If the purpose of the blocking plan is to slow down the opponent to shift his chips, the Priming Game strategy is to absolutely barricade any movement of the opposing player by building a prime – ideally 6 points in a row. The competitor’s chips will either get hit, or end up in a battered position if he ever tries to escape the wall. The trap of the prime can be established anyplace between point two and point eleven in your half of the board. After you have successfully assembled the prime to block the movement of the competitor, the competitor does not even get to roll the dice, and you shift your chips and toss the dice again.
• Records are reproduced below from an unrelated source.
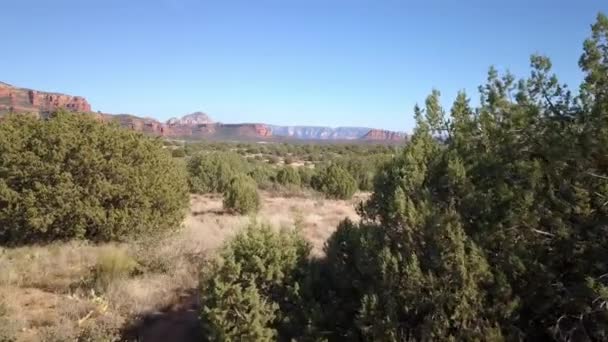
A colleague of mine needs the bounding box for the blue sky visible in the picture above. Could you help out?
[0,0,608,131]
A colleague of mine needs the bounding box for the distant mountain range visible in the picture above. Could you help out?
[0,82,407,142]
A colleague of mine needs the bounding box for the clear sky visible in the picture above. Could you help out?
[0,0,608,131]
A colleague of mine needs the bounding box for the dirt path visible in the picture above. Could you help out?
[123,290,203,342]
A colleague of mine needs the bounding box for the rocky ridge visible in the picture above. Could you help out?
[0,82,406,142]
You will win the game for sure.

The Back Game Tactic

The objectives of the Back Game strategy and the Blocking Game plan are very similar – to hurt your opponent’s positions in hope to boost your chances of winning, but the Back Game strategy uses alternate techniques to do that. The Back Game technique is frequently utilized when you are far behind your opponent. To participate in Backgammon with this technique, you need to hold 2 or more points in table, and to hit a blot (a single checker) late in the game. This plan is more difficult than others to play in Backgammon because it needs careful movement of your checkers and how the checkers are relocated is partly the result of the dice roll.